JohnWallStreet, located at the intersection of sports and finance, is a destination for the educated sports fan.

While we won’t be publishing “hot takes” on LeBron’s relative greatness to Jordan, we will be offering up the most relevant sports related business news, in easily digestible bites, with commentary from both the sports money and sports fanatic perspectives.

We’ll cover publicly traded professional teams & stadiums (MSG, RCI, BATRA, MANU), television networks (DIS, FOXA, CMCSA, CBS, TWX, MSGN), apparel & footwear companies (NKE, UAA, ADDYY, FL, LULU), equipment companies (GOLFELY, FIT), ticketing companies (EBAY, LYV) content and facilities providers (CHDN, DVD, ISCA,TRK, LMCA).  If it trades on Wall Street, and has a sports angle, it’s in our wheel house.

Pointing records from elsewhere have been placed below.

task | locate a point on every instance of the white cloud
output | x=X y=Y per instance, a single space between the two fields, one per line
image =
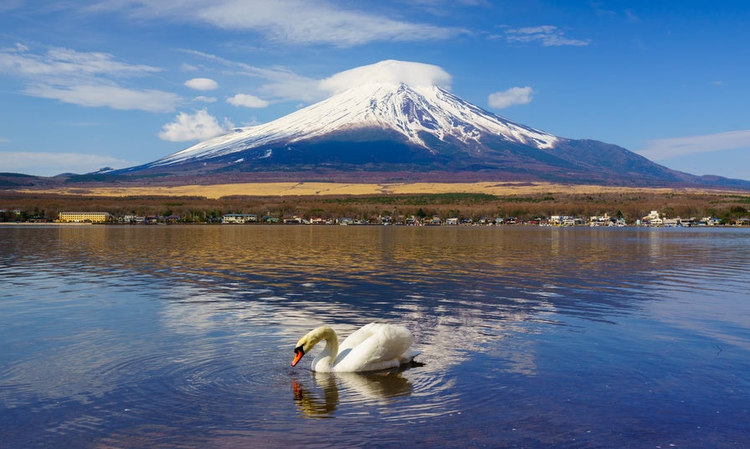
x=389 y=71
x=63 y=62
x=661 y=149
x=85 y=79
x=248 y=101
x=202 y=84
x=510 y=97
x=295 y=21
x=547 y=35
x=198 y=126
x=111 y=96
x=51 y=164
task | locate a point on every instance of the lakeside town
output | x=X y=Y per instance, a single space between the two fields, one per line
x=652 y=219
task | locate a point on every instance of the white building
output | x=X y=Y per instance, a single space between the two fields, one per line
x=83 y=217
x=239 y=218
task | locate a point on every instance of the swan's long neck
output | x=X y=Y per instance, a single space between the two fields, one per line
x=332 y=342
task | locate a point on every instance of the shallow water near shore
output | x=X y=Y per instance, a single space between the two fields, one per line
x=182 y=336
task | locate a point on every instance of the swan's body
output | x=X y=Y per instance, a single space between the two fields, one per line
x=374 y=347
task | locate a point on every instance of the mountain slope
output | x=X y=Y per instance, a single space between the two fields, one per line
x=425 y=131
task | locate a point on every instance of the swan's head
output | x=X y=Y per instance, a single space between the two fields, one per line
x=306 y=343
x=299 y=351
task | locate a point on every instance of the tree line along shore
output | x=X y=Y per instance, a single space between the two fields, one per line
x=729 y=208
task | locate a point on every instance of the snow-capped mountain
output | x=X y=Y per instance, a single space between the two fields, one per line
x=420 y=115
x=425 y=131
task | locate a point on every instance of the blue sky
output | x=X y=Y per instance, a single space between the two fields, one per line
x=86 y=84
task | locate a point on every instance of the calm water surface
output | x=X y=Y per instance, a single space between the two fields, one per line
x=171 y=336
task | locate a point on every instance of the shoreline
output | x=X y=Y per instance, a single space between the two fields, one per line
x=321 y=189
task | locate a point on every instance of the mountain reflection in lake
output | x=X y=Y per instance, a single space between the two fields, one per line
x=182 y=336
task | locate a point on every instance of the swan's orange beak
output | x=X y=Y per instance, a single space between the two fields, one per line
x=298 y=353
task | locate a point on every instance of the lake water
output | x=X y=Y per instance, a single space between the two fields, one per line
x=182 y=336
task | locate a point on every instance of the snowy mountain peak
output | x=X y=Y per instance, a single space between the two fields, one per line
x=416 y=112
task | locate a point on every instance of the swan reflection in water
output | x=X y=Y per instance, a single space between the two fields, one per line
x=332 y=389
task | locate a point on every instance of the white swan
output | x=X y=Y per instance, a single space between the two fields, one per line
x=374 y=347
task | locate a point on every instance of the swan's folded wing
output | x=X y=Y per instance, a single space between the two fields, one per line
x=374 y=347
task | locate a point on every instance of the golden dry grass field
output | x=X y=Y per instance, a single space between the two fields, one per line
x=339 y=189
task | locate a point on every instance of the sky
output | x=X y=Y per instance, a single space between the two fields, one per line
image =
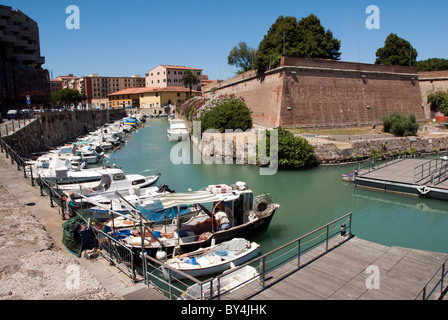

Howie Long-Short and Fan Marino will be providing their expert opinions on each story. They have slightly different areas of expertise. Fan Marino is a firm believer that the SEC is the premier football conference. Howie Long-Short knows it as the Securities & Exchange Commission. Fan Marino lives and dies with the college selection of 5 star, blue chip recruits. Howie Long-Short spends his days analyzing blue chip stocks. Howie Long-Short knows that Black Monday occurred on October 19th, 1987. Fan Marino swears it happens every January after Week 17. You get the point.